Of both these St. Valentines, some sort of Acta are preserved, but they are of relatively late date and of no historical value. Of the third Saint Valentine, who suffered in Africa with a number of companions, nothing further is known.
~excerpt from The Catholic Encyclopedia

The name "Valentine", derived from valens (worthy), was popular in late antiquity.
Of the Saint Valentine whose feast is on February 14, nothing factual is known except his name and that he was buried at the Via Flaminia north of Rome on February 14. It is even uncertain whether the feast of that day celebrates only one saint or more saints of the same name.

The feast day of Saint Valentine, priest and martyr, was included in the Tridentine Calendar, with the rank of Simple, on February 14. In 1955, Pope Pius XII reduced the celebration to a commemoration within the celebration of the occurring weekday. In 1969, this commemoration was removed from the General Roman Calendar. However, it remains one of the Catholic saint days.

The full history of St. Valentine's Day:
it's blurry and nobody really knows exactly who the real St. Valentine was. There are many stories and myths, and there were three different Valentines who were martyred. One was a priest who lived in Rome and was recorded martyred in 269 A.D. The second, a bishop, lived in Interamna (modern-day Treni) in Italy. There was a very obscure third Valentine who met his fate in Africa. The first Valentine, a priest from Rome, is generally considered the right person and is associated with a charming, but also gruesome, story.

During the reign of Roman Emperor Claudius II
from 268 to 270 A.D., it became important to recruit young men to the army, but the response was low because men didn’t want to leave their wives and families. In reaction to the low interest, the emperor decided to prohibit marriages. But Valentine didn’t accept this and secretly performed marriages between young Christian men and women.
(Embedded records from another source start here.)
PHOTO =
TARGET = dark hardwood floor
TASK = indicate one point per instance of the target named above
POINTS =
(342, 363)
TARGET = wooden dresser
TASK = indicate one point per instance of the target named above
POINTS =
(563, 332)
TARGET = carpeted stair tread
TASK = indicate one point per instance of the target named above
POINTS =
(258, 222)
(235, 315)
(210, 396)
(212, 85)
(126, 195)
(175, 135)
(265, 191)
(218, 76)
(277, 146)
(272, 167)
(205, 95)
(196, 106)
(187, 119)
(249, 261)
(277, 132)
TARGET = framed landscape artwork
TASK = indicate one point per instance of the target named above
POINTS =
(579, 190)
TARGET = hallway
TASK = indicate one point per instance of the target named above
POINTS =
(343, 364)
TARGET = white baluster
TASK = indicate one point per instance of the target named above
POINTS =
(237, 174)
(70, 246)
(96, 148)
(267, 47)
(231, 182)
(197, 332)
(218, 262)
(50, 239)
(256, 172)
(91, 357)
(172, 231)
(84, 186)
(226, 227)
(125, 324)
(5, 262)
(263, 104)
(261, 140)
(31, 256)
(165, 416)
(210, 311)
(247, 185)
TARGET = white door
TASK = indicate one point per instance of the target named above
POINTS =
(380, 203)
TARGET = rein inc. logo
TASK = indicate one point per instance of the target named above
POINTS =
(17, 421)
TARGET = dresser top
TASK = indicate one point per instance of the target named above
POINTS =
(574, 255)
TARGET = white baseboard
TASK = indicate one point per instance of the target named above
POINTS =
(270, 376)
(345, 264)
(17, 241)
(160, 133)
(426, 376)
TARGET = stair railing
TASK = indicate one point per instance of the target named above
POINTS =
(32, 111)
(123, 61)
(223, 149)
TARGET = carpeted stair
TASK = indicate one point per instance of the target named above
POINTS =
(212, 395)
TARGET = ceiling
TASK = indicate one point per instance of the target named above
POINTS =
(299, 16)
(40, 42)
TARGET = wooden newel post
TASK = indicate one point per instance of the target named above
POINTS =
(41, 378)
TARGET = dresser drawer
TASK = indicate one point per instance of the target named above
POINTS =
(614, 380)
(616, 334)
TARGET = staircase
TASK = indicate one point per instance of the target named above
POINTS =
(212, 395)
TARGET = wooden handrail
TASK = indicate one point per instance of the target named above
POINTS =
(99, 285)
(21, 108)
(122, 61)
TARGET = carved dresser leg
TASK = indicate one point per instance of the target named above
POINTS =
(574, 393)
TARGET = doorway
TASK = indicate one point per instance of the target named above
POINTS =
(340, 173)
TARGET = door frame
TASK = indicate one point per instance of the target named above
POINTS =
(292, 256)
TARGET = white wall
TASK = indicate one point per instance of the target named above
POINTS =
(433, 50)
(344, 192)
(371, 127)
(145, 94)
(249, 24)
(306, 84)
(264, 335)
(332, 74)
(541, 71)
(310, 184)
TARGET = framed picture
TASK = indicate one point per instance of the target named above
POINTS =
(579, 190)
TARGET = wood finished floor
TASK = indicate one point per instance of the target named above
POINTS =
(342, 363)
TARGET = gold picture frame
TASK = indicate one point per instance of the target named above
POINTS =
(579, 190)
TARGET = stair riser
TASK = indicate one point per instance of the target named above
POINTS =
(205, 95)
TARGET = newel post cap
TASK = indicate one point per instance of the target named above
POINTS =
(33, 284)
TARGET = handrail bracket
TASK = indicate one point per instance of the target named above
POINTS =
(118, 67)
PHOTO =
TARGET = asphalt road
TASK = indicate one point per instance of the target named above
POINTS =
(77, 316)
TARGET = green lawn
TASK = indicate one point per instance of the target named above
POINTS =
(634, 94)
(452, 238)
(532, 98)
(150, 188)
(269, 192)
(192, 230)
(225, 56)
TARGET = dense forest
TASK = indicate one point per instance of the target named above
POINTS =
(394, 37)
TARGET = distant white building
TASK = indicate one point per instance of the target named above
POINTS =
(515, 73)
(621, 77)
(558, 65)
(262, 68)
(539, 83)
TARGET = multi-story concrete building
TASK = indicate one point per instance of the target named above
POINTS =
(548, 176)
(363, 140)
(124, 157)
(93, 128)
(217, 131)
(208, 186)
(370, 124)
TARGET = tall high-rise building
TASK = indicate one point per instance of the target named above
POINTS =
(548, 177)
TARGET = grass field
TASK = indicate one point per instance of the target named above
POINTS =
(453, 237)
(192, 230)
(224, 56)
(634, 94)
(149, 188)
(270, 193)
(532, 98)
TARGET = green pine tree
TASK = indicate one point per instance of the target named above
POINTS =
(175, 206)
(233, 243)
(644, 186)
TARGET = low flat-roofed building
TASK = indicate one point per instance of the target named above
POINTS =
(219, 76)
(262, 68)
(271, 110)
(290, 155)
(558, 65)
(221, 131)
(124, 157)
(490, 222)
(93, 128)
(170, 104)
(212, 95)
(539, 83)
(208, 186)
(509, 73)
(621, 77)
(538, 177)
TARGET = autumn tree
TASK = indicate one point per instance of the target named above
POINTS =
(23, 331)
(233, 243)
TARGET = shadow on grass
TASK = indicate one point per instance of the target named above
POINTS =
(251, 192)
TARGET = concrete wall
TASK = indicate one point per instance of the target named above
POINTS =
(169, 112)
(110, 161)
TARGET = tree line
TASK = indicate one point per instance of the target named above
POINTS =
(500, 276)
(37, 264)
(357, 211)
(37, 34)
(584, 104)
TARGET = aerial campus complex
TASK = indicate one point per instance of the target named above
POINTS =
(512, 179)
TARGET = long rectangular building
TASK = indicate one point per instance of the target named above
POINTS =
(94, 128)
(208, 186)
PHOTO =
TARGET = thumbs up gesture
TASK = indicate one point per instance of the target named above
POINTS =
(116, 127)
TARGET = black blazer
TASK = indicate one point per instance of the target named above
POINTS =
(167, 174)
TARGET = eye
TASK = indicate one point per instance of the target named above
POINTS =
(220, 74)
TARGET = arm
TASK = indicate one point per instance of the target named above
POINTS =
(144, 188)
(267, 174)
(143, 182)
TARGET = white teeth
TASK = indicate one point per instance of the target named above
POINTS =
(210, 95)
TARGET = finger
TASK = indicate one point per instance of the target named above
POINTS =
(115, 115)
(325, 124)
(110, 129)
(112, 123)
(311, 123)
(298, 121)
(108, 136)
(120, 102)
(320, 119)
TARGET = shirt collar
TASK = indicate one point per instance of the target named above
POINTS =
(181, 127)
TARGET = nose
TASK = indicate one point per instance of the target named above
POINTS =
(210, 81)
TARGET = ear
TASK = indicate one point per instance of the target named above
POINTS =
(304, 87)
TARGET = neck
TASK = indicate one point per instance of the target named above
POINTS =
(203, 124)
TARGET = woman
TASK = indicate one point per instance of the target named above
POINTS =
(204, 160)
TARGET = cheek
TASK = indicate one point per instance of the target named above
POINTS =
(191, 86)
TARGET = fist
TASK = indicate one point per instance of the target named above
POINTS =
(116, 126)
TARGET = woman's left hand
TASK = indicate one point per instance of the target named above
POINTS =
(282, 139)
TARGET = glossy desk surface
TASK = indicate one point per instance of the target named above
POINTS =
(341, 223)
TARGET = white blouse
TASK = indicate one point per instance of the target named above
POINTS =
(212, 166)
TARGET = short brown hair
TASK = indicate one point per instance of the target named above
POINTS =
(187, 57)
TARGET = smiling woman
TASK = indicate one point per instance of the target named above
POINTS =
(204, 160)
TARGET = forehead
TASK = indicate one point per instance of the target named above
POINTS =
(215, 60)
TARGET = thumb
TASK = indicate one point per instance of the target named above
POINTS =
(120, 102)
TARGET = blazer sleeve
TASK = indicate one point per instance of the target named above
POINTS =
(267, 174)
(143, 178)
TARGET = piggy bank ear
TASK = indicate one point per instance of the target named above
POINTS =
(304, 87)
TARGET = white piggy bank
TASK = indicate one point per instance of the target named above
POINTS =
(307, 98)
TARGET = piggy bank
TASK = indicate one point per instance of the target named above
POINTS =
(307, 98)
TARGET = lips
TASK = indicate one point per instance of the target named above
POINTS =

He was eventually caught and sentenced to death.

The Roman emperors were firmly against the Christians
until the fourth century A.D. and persecuted them because they were considered a subversive group. One of the major stumbling blocks to acceptance of the Christian church by the Roman population was the many Roman holidays in celebration of the pagan gods. For instance, the Apostle Paul founded an altar in Athens to the deity who was called "Unknown God," and he immediately used this unknown God to introduce Christianity into that community. By this means the faith came to be accepted.

How Valentine's path to Sainthood began
The future saint’s jailer may or may not have had a young daughter, but in any case a young girl began to visit Valentine. He may have fallen in love with her or maybe not, but they met frequently. On February 14, the day that he was to be executed, he wrote her a note and signed it, "From your Valentine." And that is supposedly the origin of the custom of writing one’s beloved a note and signing it with that well-known phrase.
~excerpt from hurriyet.com

Here's the gruesome part of the story: Valentine was beaten to death and decapitated. In 496 A.D. Pope Gelasius set aside Feb. 14 to honor St. Valentine, possibly to turn Roman minds from the licentious behavior associated with the pagan holiday, Lupercalia.
~excerpt from hurriyet.com

The day is kept as a commemoration by Traditionalist Roman Catholics who, in accordance with the authorization given by Pope Benedict XVI's motu proprio Summorum Pontificum of July 7, 2007, use the General Roman Calendar of 1962, and the liturgy of Pope John XXIII's 1962 edition of the Roman Missal. The day is observed as a Simple Feast by Traditionalists, such as the Society of St. Pius X who are Roman Catholics most wholly opposed to the Vatican II reforms ( Vatican council convened 1962-1964; these reforms are wide sweeping and have transformed the face and practice of the modern Church worldwide) of the Catholic Church in current use today; they continue to use the General Roman Calendar of 1954.

Saint Valentine continues to be recognized as a saint we know because he is included in the Roman Martyrology, the Catholic Church's official list of saints. The feast day of Saint Valentine also continues to be included in local calendars of places such as Balzan and Malta, where relics of the saint are claimed to be found.